Search code examples
sql-server-2005stored-proceduresdata-miningdata-scrubbing

SQL Server query to return percentage of null content in a table's fields


I'm looking to scrub data in migration project from a legacy system developed on SQL Server 2005, but the first order of business is to figure out which columns aren't really in use.

The general logic behind my approach is to identify columns that are mostly left blank (i.e., most or all rows contain null values, for that column, in that table). This would be executed as a stored procedure, where the ideal output would be something like:

TABLE: contacts (10000 records)
---------------------------------
FIELD: id | 0 (0%) Null Records
FIELD: username | 0 (0%) Null Records
FIELD: phonenumber | 8,200 (82%) Null Records
FIELD: email | 300 (3%) Null records
FIELD: icq | 9,900 (99%) Null Records
FIELD: zip | 100 (1%) Null Records

Here's the catch: some tables have over 100 columns, so the real key is for the procedure to loop through the columns of a given table, so I don't have to key in a long string of column names to run the query. Any help on how to do this would be great,

Thanks.


Solution

  • You can use the column metadata to create some queries like this:

    select 'select ''' + table_name + ''' table_name, ''' 
    + column_name + ''' column_name, count(*) nullcount '
    + 'from [' + table_name + '] where [' + column_name + '] is null '
    from information_schema.columns
    

    If you run the query above, you will get a list of select queries.

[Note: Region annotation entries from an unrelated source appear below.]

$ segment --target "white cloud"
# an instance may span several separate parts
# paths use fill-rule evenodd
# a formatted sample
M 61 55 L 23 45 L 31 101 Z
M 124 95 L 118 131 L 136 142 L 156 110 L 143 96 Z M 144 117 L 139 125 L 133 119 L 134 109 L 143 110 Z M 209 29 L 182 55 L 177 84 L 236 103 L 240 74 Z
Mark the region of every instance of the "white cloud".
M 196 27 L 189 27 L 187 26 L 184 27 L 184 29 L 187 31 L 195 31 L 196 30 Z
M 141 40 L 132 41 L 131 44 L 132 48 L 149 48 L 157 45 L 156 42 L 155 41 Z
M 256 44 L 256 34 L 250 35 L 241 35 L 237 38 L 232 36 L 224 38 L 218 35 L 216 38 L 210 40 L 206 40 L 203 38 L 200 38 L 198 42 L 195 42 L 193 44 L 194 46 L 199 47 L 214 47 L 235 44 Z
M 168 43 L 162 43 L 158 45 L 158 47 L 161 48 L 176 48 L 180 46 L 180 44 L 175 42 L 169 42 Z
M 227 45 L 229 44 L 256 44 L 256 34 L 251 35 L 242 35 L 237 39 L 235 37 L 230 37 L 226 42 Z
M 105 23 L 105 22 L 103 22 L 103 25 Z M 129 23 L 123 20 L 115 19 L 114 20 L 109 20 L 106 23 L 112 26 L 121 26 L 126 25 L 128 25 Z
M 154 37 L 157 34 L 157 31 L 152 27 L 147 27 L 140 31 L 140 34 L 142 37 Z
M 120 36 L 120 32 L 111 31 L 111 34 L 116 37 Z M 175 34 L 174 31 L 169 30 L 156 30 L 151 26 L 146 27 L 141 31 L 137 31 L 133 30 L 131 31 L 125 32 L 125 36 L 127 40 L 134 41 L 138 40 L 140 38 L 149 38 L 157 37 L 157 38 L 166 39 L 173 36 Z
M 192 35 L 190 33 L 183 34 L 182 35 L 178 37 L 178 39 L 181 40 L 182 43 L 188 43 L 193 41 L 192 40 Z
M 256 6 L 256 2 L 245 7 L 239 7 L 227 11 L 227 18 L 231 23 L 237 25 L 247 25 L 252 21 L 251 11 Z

Copy paste to a text editor and insert 'union all' between the selects, it will look like this:

    select 'companies' table_name, 'id' column_name, count(*) nullcount from [companies] where [id] is null 
    union all
    select 'companies' table_name, 'code' column_name, count(*) nullcount from [companies] where [code] is null 
    union all
    ...
    

    Then run those unioned selects.

    For list of tables, you can use the same trick with metadata in information_schema.tables.

    Then combine the two lists in excel using vlookup, or build a more complex queries with subqueries using information_schema.tables and information_schema.columns.